I'm working on a project which has grown somewhat and need to put together some help documentation, you know, like the one you get when you press f1.

So far I can see Microsoft's HTML help, Help & Manual and HelpNDoc. Which is best or any other suggestions?

Freeware always best but can pay if need be.

Thanks.
 
RoboHelp used to be the one to beat. No sure how it rates since it was purchased by Adobe.
 
How much can you afford to pay and what is the scale of the documentation that you require? There is quite a large field of software out there dedicated to technical authoring: AuthorIT (which I haven't ever used), Robohelp (well integrated with Adobe suite of tools), Madcap Flare (my personal favourite authoring tool due to the powerful WSIWYG and topic-based approach), oXygen XML (the one we are currently using, which is good for scaling to a very large and technical environment where you need to control every facet of the publishing process - if you have multiple products with their own timelines and templates and perhaps a DITA framework and all the rest of it, then you need to start looking for a higher order of product like this), Framemaker (which used to be the de facto but is more suited to manuals than online modular forms of help), and so forth.

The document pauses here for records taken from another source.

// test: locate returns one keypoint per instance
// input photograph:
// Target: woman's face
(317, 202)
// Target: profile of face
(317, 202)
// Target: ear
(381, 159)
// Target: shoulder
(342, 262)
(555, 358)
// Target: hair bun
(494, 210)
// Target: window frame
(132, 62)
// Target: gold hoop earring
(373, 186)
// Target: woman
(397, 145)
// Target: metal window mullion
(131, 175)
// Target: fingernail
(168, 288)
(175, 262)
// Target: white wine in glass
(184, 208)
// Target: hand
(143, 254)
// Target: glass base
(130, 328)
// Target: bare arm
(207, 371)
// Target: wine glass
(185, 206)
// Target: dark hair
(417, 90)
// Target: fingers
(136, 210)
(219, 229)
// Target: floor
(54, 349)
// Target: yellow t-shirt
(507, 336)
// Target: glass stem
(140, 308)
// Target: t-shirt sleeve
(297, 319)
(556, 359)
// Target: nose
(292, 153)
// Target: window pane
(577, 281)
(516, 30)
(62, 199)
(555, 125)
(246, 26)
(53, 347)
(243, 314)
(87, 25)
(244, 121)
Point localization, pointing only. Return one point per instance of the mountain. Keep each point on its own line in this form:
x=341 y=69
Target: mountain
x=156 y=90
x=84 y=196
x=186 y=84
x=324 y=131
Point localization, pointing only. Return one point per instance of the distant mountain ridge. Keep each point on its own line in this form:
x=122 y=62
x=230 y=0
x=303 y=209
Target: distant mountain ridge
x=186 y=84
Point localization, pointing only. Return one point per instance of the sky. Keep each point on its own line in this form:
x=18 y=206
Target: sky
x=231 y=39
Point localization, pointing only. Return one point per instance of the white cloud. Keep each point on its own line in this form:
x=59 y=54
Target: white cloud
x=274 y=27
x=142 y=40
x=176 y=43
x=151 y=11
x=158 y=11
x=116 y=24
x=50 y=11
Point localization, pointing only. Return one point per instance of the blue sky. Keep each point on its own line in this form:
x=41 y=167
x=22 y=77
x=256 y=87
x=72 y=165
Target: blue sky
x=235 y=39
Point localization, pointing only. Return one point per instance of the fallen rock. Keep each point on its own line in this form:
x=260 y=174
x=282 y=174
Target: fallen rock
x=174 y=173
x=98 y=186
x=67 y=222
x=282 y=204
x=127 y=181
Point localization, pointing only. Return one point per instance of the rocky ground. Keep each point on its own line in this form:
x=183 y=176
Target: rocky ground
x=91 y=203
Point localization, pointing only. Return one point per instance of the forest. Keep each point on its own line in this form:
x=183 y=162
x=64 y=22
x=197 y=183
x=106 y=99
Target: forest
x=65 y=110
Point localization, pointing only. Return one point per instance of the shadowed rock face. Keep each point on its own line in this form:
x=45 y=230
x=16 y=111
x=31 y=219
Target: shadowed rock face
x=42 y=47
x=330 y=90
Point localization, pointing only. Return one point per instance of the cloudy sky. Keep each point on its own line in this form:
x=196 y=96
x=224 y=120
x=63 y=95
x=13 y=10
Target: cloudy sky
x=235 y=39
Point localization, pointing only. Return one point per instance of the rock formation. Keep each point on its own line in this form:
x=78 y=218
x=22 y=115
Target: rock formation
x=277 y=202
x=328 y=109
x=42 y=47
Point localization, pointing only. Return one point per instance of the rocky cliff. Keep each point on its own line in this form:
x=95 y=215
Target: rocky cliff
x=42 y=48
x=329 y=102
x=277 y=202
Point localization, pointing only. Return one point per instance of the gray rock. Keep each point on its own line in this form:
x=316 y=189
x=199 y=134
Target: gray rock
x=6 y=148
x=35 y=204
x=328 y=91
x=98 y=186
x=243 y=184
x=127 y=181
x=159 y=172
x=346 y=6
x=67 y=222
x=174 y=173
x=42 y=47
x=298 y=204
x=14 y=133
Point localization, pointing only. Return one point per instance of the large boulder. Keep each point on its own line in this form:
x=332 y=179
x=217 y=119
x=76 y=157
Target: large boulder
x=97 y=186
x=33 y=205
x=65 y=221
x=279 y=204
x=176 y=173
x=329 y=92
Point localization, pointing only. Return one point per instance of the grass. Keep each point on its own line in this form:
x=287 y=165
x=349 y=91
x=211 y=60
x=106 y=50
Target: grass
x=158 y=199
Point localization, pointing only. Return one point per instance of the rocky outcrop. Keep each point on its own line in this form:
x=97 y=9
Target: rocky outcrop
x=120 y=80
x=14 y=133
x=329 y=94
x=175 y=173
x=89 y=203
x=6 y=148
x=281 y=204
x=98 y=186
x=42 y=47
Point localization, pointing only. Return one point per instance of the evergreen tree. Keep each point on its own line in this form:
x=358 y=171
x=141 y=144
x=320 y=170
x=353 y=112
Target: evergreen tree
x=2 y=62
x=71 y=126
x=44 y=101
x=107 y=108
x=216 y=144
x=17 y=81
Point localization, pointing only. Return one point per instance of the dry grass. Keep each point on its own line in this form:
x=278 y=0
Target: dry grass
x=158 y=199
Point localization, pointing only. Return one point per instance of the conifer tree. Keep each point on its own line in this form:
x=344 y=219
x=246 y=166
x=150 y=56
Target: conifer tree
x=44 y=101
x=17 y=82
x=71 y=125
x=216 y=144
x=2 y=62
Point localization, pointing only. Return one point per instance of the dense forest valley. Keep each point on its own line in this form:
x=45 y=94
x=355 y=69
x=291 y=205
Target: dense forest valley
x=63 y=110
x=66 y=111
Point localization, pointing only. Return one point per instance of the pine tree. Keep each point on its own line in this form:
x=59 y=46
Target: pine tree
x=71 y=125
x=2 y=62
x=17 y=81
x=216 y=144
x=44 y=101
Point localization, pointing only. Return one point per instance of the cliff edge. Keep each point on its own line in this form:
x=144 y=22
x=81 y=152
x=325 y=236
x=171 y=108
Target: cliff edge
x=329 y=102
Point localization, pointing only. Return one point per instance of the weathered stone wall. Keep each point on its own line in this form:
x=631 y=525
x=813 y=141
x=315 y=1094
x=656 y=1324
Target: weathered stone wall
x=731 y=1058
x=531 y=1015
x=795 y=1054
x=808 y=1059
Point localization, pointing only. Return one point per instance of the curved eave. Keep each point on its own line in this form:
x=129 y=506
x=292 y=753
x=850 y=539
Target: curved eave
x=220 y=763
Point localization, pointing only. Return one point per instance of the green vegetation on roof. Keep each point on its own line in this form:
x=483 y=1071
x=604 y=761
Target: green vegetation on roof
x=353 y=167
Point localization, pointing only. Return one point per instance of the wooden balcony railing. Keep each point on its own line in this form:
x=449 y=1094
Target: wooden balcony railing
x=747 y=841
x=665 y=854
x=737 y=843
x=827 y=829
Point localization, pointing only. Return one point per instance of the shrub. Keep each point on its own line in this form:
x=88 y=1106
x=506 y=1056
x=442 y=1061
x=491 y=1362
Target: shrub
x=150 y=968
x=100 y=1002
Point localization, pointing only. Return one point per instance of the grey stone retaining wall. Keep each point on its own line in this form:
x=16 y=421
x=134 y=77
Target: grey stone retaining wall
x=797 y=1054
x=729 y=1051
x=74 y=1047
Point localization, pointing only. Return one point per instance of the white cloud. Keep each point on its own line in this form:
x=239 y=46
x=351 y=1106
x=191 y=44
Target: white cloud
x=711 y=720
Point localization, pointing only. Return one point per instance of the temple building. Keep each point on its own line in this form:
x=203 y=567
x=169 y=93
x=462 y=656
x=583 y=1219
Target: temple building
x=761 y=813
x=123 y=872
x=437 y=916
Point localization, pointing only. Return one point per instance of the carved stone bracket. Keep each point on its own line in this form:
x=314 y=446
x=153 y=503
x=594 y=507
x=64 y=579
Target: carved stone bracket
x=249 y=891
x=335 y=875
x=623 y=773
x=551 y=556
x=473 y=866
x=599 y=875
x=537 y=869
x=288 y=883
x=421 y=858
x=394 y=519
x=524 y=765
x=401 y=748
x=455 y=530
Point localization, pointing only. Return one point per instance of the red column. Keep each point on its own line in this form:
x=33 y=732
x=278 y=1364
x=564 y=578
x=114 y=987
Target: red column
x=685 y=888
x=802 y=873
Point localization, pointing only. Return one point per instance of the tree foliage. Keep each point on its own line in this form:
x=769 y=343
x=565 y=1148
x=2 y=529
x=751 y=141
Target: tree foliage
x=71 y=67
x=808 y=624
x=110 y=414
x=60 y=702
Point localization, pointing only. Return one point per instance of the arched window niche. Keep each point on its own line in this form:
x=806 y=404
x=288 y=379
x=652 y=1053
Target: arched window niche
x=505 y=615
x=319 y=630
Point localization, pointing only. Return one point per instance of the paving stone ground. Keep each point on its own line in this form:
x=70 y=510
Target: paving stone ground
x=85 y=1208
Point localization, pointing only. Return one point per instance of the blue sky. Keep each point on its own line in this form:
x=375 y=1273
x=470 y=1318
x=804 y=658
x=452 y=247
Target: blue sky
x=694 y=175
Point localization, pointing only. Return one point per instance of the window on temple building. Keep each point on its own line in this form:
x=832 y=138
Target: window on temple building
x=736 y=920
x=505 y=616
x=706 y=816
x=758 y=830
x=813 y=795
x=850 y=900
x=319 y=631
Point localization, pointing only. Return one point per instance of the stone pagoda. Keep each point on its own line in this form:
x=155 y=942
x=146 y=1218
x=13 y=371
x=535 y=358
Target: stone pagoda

However, if you really want a cheap and simple tool, MS's HTML Help is probably the first port of call. But just don't expect it to be able to scale to fit an organisation's entire requirement over time.
 
Hi All.

I'm working on a project which has grown somewhat and need to put together some help documentation, you know, like the one you get when you press f1.

So far I can see Microsoft's HTML help, Help & Manual and HelpNDoc. Which is best or any other suggestions?

Freeware always best but can pay if need be.

Thanks.

Is the software only used in-house? If it is rather do the documentation in MS Word or whatever word processor software is used . You can link to them from the corporate website. Or import them into a wiki or something. It's a far cheaper option.

I found that users prefer the documentation and help info to open in seperate app windows. Also when the main program pops up an error code, it's usually a modal pop up window they have to dismiss the dialog before opening the help menu.
 
Thanks all for your suggestions.

This software seems to be doing the job:
http://www.helpndoc.com/

I have no doubt there is fancier stuff out there but this seems perfect for my needs. I will investigate the others for future use though.
 
Thanks all for your suggestions.

This software seems to be doing the job:
http://www.helpndoc.com/

I have no doubt there is fancier stuff out there but this seems perfect for my needs. I will investigate the others for future use though.

Looks good. Not everyone requires elaborate help systems. Let me know if you would like more assistance; I'm happy to meet for a coffee anytime as you're just up the road from me.